- French: Mémorable moi
- Directed by: Jean-François Asselin
- Written by: Jean-François Asselin
- Produced by: Jean-François Asselin
- Starring: Émile Proulx-Cloutier
- Cinematography: André Turpin
- Edited by: Simon Sauvé
- Music by: Mathieu Vanasse
- Release date: September 7, 2013 (TIFF);
- Running time: 15 minutes
- Country: Canada
- Language: French

= Remember Me (2013 film) =

2013 Canadian short film

Remember Me (Mémorable moi) is a Canadian short science fiction film, directed by Jean-François Asselin and released in 2013. The film stars Émile Proulx-Cloutier as Mathieu, a man who is forced into increasingly dangerous situations to get noticed by other people because he fears he will cease to exist if he ever becomes forgotten.
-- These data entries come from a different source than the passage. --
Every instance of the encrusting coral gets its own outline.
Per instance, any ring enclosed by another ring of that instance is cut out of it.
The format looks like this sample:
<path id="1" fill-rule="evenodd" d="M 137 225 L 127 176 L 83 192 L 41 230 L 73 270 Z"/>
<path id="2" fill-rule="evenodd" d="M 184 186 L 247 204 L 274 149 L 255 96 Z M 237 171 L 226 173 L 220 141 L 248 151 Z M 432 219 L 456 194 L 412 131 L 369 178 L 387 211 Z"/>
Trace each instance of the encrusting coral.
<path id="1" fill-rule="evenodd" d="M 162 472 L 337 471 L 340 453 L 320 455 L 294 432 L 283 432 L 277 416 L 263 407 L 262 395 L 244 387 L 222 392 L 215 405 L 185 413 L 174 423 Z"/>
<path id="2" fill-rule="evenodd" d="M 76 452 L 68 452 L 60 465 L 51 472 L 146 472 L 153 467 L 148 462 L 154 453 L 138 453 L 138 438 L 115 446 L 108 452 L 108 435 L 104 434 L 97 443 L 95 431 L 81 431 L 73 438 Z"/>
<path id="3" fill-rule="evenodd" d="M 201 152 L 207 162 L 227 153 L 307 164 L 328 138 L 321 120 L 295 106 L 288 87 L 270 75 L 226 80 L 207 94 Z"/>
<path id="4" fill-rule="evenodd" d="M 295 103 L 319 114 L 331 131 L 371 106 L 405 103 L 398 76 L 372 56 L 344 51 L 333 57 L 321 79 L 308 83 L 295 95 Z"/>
The film premiered at the 2013 Toronto International Film Festival. It was subsequently screened at the Fantastic Fest in Austin, Texas, where it won the award for Best Short Film, Horror.

The film was a Canadian Screen Award nominee for Best Live Action Short Drama at the 2nd Canadian Screen Awards in 2014, and a Prix Jutra nominee for Best Short Film at the 16th Jutra Awards.